В частности, это глубокие сверточные нейросети, которые широко применяются для обработки изображений и давно стали индустриальным стандартом. Их пионером считается французский математик Ян Лекун, отсутствие которого в числе лауреатов особенно бросается в глаза. Лекун уже успел поздравить коллег и признаться, что не особо сожалеет о том, что не получил премии, так как ему «хватает имеющегося признания».
Хинтон и Лекун в последние годы стали не просто коллегами, но главными оппонентами по вопросу потенциальной угрозы развития искусственного интеллекта. Если Хинтон целиком стоит на алармистких позициях и даже ушел из Google, чтобы свободнее критиковать работу компании и призывать к ограничениям исследований, то Лекун считает угрозу надуманной — возникающей от непонимания того, чем на самом деле является искусственный интеллект. Возможно, в споре Хинтона и Лекуна Нобелевский комитет сделал собственную ставку — и именно поэтому включил в число лауреатов первого, а не второго (если что, это — не факт что смешная — шутка).
Нет среди лауреатов и создателей трансформера — нейросетевой архитектуры, которая по состоянию на 2024 год захватила весь «рынок» и применяется буквально везде, от чат-ботов до тех же задач машинного зрения, где сверточные нейросети недавно доминировали безраздельно. О том, как работает трасформер и что сейчас происходит с областью, переживающей экспоненциальны бум, мы подробно писали в самом начале года (обратите внимание на список курсов и лекций в конце материала).
Все эти «страшные упущения» Нобелевского комитета, конечно, таковыми не являются. Упомянуть об этом важно только для понимания текущего состояния области и контекста того, за что дали премию на этот раз.

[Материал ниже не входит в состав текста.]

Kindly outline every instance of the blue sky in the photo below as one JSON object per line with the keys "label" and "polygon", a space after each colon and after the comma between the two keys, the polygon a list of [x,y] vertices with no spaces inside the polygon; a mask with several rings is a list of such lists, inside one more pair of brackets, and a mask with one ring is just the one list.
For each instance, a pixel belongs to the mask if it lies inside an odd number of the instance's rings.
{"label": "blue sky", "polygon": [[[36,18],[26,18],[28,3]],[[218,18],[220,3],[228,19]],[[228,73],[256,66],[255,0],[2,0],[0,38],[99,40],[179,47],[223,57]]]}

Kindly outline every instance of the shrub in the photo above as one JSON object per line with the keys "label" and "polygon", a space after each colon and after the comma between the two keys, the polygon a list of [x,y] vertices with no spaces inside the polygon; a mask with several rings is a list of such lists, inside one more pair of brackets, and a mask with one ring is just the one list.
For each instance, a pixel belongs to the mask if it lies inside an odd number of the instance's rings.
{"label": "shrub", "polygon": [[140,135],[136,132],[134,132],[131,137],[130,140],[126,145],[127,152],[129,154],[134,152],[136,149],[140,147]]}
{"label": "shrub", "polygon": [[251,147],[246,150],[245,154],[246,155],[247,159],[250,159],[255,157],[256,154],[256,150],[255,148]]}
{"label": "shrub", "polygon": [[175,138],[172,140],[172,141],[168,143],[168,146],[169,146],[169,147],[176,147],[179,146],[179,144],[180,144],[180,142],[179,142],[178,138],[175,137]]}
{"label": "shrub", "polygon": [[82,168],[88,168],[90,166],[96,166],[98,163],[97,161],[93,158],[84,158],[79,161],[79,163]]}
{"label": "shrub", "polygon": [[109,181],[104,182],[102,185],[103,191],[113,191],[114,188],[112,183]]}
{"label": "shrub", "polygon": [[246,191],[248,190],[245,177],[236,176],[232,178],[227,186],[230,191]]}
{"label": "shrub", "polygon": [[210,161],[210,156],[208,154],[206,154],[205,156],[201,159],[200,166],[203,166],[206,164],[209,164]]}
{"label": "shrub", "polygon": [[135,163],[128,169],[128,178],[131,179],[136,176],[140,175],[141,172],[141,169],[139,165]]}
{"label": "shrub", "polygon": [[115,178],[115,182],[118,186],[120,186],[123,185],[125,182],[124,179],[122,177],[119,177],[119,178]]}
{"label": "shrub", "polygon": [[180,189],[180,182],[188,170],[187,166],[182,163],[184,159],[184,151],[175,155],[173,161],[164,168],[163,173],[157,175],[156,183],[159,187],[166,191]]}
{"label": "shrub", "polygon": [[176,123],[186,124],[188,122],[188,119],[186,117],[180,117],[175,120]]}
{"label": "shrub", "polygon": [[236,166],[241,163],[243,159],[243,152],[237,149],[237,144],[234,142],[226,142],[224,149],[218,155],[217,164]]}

Никто не может оспорить вклада Хинтона и Хопфилда в развитие ИИ — он действительно очень велик. Помимо примеров конкретной архитектуры нейросетей, которые уже не то чтобы активно используются, Хинтон, например, создал один из важных методов анализа и визуализации данных, алгоритм t-SNE. Что еще важнее, он популяризировал (может быть, и открыл — но это как раз спорно) главный метод обучения современных нейросетей — метод обратного распостранения ошибки, — в статье, опубликованной в журнале Nature еще в 1986 году. Уже этого вклада было бы достаточно для того, чтобы если не получить премию, то по крайней мере войти в шорт-лист комитета.